Unique to the male genitourinary system is the scrotum, containing paired testes and their associated structures, such as the vas deferens and spermatic cord. 7 The testes produce sperm, which drain into the attached epididymis and subsequently into the bilateral vas deferens for transport to the ejaculatory ducts in the prostatic urethra.
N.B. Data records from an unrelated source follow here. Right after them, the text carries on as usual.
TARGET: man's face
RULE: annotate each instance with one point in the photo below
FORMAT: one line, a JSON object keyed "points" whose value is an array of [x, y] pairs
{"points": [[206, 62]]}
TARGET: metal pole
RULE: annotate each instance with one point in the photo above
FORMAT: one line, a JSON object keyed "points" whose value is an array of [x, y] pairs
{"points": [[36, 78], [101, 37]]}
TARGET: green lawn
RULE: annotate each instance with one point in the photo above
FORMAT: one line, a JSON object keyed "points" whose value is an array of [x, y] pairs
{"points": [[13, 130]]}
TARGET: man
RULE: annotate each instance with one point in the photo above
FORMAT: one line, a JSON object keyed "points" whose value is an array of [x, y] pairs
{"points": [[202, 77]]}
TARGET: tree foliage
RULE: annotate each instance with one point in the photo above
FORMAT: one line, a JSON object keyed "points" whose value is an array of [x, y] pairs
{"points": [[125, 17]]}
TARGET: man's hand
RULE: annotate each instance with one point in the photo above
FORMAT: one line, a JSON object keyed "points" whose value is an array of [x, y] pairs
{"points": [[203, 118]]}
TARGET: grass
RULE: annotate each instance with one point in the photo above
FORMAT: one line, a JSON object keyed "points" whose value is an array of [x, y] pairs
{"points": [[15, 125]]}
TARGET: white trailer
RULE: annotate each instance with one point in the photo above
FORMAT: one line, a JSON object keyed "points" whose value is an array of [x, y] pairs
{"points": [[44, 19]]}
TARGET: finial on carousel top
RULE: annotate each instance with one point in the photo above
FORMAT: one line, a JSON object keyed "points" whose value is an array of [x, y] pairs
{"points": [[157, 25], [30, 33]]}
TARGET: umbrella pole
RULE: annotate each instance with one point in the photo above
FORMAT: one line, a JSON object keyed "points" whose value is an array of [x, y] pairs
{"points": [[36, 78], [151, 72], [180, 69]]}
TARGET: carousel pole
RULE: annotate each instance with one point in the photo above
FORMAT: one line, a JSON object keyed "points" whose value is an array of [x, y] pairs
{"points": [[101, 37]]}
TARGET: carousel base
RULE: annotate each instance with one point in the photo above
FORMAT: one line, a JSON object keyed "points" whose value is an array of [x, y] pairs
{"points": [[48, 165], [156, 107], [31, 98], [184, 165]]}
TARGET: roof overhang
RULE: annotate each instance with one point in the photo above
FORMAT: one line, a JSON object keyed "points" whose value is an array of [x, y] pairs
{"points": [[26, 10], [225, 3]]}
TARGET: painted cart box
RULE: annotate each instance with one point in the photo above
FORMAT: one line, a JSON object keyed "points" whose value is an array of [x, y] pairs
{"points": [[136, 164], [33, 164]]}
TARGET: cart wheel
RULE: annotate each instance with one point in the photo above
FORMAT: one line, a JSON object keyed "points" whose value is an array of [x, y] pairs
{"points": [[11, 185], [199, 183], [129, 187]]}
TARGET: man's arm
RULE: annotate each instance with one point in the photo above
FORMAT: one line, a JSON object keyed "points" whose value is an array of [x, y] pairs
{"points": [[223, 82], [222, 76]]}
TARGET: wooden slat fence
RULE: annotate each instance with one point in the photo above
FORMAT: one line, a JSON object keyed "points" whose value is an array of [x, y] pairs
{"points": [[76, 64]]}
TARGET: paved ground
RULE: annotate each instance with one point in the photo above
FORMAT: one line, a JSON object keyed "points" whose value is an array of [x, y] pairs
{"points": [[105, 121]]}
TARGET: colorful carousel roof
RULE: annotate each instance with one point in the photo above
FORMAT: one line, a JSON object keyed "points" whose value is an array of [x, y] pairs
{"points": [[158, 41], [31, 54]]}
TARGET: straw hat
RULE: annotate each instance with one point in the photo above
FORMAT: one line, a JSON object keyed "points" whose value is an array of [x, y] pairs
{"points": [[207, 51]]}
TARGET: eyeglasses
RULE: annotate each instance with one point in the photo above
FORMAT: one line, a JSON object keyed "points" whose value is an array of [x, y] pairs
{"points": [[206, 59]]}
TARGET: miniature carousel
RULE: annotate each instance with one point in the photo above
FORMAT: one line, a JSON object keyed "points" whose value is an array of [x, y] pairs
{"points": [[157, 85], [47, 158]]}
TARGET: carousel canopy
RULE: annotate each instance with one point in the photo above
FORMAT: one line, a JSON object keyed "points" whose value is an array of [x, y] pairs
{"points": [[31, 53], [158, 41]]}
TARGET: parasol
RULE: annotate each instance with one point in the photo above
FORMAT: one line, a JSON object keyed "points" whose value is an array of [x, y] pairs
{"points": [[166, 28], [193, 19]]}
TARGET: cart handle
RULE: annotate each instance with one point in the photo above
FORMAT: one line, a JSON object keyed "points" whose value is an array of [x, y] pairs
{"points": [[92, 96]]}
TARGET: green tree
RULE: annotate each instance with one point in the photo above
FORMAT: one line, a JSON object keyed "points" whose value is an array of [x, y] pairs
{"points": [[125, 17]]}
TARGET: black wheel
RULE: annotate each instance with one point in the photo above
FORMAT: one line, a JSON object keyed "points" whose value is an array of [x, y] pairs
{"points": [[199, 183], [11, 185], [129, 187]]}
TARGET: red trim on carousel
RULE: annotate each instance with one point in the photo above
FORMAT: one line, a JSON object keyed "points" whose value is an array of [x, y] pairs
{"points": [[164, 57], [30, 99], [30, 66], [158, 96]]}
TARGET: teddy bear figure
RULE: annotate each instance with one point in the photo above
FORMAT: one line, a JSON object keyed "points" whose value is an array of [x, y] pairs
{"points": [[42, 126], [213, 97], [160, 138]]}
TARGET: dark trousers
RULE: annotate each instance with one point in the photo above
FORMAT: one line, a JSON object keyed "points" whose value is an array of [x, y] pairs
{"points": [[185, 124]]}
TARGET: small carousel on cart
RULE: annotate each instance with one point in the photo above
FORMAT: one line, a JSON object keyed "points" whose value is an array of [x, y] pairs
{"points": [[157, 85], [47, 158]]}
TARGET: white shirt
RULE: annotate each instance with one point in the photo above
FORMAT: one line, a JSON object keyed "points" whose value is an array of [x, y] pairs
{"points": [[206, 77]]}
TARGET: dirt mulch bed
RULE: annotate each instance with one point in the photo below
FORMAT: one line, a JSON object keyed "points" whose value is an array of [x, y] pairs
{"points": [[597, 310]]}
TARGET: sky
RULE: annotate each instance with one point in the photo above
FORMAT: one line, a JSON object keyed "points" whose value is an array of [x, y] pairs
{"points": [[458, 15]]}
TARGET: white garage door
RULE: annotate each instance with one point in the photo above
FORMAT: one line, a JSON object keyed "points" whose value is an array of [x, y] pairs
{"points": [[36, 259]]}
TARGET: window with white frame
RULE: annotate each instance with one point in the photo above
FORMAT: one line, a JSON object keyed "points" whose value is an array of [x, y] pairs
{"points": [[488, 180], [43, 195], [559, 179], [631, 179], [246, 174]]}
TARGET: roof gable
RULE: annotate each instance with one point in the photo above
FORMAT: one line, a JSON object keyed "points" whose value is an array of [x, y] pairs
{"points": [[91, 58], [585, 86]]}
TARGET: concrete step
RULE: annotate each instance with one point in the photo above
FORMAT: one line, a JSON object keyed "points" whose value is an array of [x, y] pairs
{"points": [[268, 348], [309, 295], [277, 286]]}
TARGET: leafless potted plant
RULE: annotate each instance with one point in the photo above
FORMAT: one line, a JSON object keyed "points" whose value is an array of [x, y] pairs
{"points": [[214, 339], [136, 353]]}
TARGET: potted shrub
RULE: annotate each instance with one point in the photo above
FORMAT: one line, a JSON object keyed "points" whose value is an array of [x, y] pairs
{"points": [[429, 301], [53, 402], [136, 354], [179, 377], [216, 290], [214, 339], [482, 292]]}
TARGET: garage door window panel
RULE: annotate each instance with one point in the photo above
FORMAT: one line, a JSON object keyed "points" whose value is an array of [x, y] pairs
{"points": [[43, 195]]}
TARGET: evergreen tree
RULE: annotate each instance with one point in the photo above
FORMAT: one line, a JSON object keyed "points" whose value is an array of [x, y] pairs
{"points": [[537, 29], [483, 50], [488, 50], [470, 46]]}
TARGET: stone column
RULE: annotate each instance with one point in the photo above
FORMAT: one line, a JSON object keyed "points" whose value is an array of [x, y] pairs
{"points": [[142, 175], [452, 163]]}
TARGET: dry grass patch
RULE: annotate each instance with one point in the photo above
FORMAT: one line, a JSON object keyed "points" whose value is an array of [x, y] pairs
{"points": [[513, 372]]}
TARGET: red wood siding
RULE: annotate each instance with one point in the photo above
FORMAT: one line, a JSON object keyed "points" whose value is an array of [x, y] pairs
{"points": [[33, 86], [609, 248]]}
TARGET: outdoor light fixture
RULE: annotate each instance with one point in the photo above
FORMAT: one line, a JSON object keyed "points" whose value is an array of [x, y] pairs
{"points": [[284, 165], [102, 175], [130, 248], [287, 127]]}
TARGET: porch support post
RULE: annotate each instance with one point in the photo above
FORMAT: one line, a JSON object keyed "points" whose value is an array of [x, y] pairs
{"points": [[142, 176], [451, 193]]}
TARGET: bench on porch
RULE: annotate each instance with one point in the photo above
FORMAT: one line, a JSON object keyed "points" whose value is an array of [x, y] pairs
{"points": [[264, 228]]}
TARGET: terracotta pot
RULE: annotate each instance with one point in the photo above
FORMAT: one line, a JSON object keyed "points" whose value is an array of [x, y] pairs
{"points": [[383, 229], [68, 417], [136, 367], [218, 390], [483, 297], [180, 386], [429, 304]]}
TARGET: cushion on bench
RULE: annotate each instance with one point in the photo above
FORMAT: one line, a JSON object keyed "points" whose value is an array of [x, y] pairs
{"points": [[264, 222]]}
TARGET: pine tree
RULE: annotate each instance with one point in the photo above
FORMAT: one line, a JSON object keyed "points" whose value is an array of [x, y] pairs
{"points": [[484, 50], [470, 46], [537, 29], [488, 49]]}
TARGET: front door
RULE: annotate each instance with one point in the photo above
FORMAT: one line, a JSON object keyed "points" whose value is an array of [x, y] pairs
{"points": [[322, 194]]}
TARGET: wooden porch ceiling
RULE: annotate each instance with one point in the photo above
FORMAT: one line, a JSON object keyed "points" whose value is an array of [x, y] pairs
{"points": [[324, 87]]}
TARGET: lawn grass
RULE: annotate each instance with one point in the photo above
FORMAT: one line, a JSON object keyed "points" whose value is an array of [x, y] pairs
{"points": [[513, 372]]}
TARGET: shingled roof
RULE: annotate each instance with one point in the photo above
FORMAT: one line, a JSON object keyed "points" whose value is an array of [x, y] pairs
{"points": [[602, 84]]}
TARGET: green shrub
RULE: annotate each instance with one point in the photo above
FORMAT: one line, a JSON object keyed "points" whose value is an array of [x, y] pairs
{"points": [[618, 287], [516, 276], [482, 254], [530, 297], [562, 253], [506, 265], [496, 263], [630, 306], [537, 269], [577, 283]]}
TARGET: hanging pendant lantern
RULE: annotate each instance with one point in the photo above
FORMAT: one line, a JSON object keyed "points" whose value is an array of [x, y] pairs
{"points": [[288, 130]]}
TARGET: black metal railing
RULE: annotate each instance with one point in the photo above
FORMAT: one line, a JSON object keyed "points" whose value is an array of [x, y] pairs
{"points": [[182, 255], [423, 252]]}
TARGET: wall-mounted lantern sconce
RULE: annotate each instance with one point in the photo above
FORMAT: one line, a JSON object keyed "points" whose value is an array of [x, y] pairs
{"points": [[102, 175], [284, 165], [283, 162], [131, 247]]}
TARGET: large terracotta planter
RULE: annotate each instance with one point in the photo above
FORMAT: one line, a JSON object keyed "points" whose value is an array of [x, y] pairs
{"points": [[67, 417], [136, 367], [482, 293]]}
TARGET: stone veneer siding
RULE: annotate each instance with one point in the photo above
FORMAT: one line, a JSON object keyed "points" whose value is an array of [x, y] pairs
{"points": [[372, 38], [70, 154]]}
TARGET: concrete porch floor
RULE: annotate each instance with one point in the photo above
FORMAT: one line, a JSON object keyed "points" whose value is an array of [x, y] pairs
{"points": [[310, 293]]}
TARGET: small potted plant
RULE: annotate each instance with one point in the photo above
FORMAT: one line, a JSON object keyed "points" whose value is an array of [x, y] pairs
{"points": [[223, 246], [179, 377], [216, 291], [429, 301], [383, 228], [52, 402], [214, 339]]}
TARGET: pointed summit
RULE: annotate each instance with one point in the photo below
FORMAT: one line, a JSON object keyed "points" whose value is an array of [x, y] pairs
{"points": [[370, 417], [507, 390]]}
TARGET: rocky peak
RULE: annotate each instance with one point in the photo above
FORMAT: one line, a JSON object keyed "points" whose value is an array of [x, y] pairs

First responders must be aware of potential urologic injuries based on the mechanism of action of the injury and its relation to relevant anatomy. By having a low index of suspicion in the case of rib fractures, pelvic crush injuries, or straddle injuries, one may have a low threshold to suspect kidney, bladder, or urethral injury, respectively. This knowledge extends beyond just traumatic conditions; therefore, we have included anatomic landmarks and physical examination as a critical component of each urologic condition discussed.
Urgent/Emergent Urologic Conditions
Acute Urinary Retention
Acute urinary retention is the inability to empty the bladder and may become a true urologic emergency. Untreated urinary retention can ultimately lead to kidney failure, severe infection, pain, and, in extreme circumstances, bladder rupture. Urinary retention is 13 times more likely to occur in men than in women owing to obstruction from the prostate, and incidence increases with age. 8 Retention can also be seen secondary to black widow spider envenomation 9 or trauma that causes pelvic fracture or spinal cord injury. In addition, certain medications commonly used while traveling may predispose individuals to acute urinary retention (eg, antihistamines, over-the-counter cold medicines). 10
Presentation
Sudden inability to urinate accompanied by suprapubic pain and lower abdominal discomfort. People with urinary retention are often in a significant amount of distress. Less acute presentations may include urinary dribbling or overflow incontinence.
Evaluation
History should focus on recent trauma, prior episodes of urinary retention, history of genitourinary surgery, recent hematuria or passage of blood clots in the urine, and urinary symptoms. Physical examination demonstrates suprapubic tenderness, and the bladder may be palpable.
Management
Urethral catheterization is both diagnostic and therapeutic. 11 Initial catheterization is often attempted with a 16-French Foley catheter. If the patient is a male with a known history of an enlarged prostate or difficult catheterization in the past, an 18-French coude catheter is also a reasonable first choice. The catheter may be left in place until an appropriate evaluation in a clinical setting.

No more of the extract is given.